Dorothea se volvió y echó a andar hacia los escalones. Él la observó con una extraña mezcla de respeto y desdén, sabía adónde se dirigía.
—Todo esto tendrá repercusiones —aseguró él—. Christl tenía razón: la historia cambiará.
Ella continuó andando.
—Me trae sin cuidado. Todo tiene su fin.
La observación se vio teñida de angustia, la voz era temblorosa. Sin embargo, estaba en lo cierto: había un final para todo. La carrera militar de Malone, su trabajo para el gobierno, su matrimonio, su vida en Georgia, la vida de su padre.
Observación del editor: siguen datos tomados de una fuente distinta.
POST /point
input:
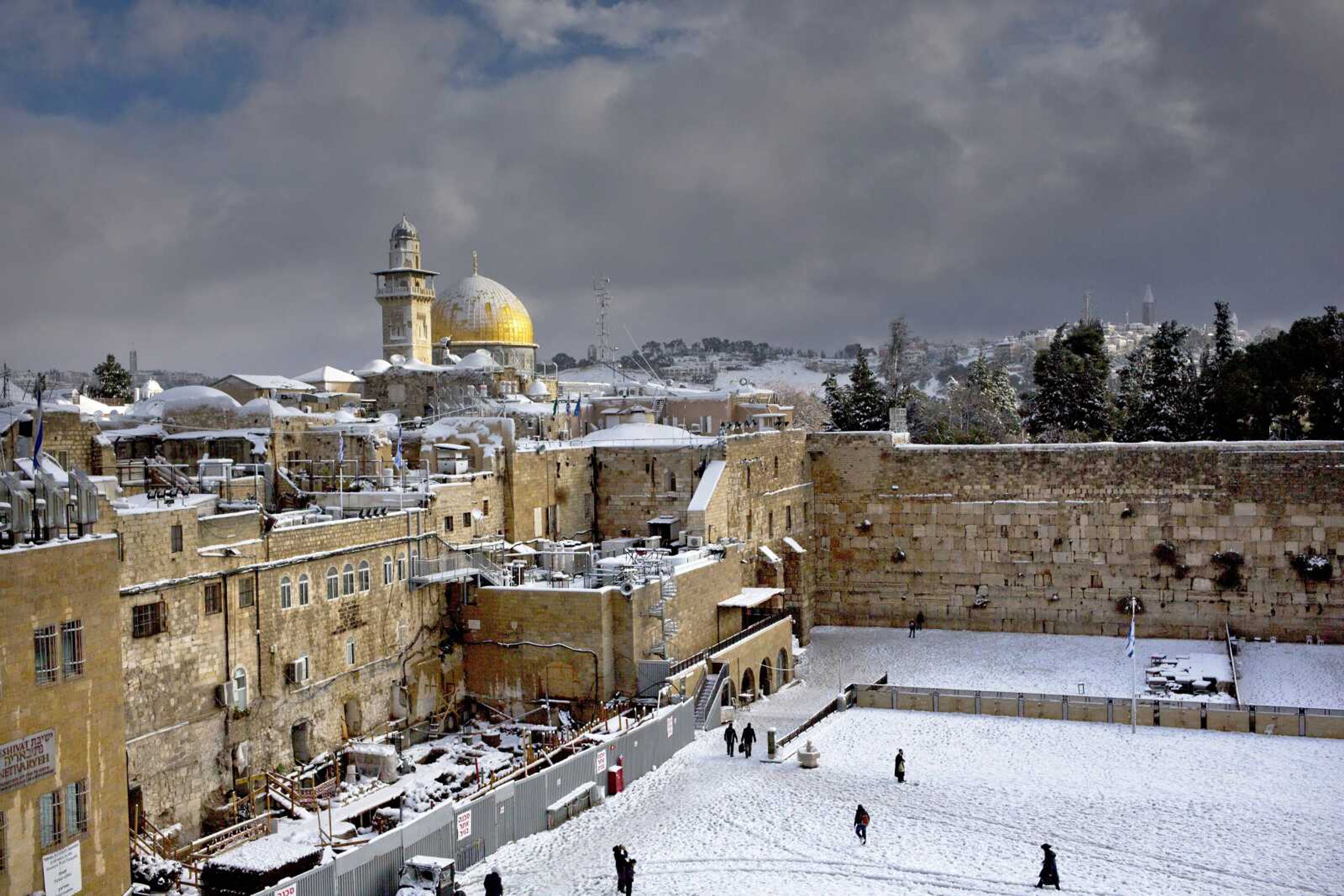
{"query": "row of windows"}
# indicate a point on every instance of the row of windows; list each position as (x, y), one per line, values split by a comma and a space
(57, 659)
(769, 520)
(64, 813)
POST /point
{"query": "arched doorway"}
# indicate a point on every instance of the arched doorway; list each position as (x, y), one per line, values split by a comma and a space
(729, 694)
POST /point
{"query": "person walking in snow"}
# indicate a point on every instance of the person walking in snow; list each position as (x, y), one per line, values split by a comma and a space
(861, 824)
(1049, 872)
(748, 739)
(625, 878)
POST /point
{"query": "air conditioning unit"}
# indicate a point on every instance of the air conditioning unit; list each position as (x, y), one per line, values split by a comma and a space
(296, 672)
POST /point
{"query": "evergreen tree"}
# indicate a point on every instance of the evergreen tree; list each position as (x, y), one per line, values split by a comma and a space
(1073, 400)
(113, 382)
(1159, 395)
(862, 406)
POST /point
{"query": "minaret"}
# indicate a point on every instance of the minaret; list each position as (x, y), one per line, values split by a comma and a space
(406, 293)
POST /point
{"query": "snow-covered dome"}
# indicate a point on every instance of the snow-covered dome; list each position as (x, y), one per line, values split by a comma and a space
(479, 359)
(185, 398)
(405, 230)
(643, 435)
(482, 311)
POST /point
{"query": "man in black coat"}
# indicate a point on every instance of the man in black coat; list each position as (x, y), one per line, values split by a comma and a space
(1049, 872)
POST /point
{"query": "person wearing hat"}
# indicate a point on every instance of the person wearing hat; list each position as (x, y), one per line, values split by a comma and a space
(1049, 872)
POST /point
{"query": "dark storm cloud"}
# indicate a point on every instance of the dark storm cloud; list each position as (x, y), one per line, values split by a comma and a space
(780, 171)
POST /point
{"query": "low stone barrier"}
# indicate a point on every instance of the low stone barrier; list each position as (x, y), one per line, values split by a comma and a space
(1168, 714)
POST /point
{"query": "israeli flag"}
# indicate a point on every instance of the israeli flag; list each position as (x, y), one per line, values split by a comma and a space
(37, 437)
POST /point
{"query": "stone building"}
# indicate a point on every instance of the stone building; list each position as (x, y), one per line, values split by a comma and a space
(62, 761)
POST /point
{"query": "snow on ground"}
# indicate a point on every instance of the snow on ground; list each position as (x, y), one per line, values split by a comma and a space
(1156, 812)
(1299, 676)
(1292, 675)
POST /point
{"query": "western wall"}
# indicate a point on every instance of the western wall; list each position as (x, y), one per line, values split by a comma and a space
(1056, 538)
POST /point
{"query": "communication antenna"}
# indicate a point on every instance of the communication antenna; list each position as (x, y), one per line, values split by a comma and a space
(605, 351)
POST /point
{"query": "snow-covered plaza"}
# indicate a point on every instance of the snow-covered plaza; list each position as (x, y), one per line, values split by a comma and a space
(1154, 812)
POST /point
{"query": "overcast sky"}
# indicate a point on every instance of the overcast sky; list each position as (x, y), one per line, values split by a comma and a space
(214, 183)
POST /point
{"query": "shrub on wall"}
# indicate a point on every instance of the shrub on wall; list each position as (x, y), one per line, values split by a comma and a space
(1230, 563)
(1312, 566)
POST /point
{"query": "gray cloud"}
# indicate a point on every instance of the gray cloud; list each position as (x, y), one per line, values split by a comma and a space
(773, 171)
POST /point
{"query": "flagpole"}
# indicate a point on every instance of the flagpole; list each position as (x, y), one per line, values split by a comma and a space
(1134, 671)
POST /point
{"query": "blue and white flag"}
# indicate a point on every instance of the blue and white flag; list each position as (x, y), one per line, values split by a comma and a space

Dorothea Lindauer se disponía a elegir su final.
—Buena suerte —le deseó él.
Ella se detuvo, se volvió y le dedicó una débil sonrisa.
—Bitte, Herr Malone. —Exhaló un hondo suspiro y pareció armarse de valor—. Debo hacer esto sola —dijo con ojos suplicantes.
—Me quedaré aquí —respondió él.
La vio subir la escalera y cruzar la puerta en dirección a la ciudad.
Malone clavó la vista en su padre, cuyos muertos ojos no despedían ninguna luz. Tenía tantas cosas que decir. Quería decirle que había sido un buen hijo, un buen oficial de la Marina, un buen agente y, en su opinión, un buen hombre. Había sido condecorado en seis ocasiones. Había fracasado como marido, pero se estaba esforzando para ser un padre mejor. Quería formar parte de la existencia de Gary, siempre. Durante toda su vida adulta se había preguntado qué había sido de su padre, e imaginado lo peor Por desgracia la realidad era más terrible que cualquier cosa con la que hubiese fantaseado. Su madre había vivido igual de atormentada. No había vuelto a casarse, había preferido aguantar décadas aferrada a su dolor, haciéndose llamar siempre señora de Forrest Malone. ¿Por qué el pasado nunca parecía terminar? Se oyó un disparo, como un globo que estallase bajo una manta.
Él imaginó la escena.
Dorothea Lindauer había puesto fin a su vida. Por regla general, el suicidio se consideraba el resultado de una mente enferma o de un corazón destrozado, pero en ese caso era la única forma de detener la locura. Malone se preguntó si Isabel Oberhauser alcanzaría a entender lo que había hecho. Su marido, su nieto y sus hijas habían muerto.
La soledad se coló en sus huesos mientras se embebía en el profundo silencio de la tumba. Le vinieron a la cabeza los Proverbios.
Una verdad sencilla de hacía tiempo.
«El que perturba su casa heredará viento».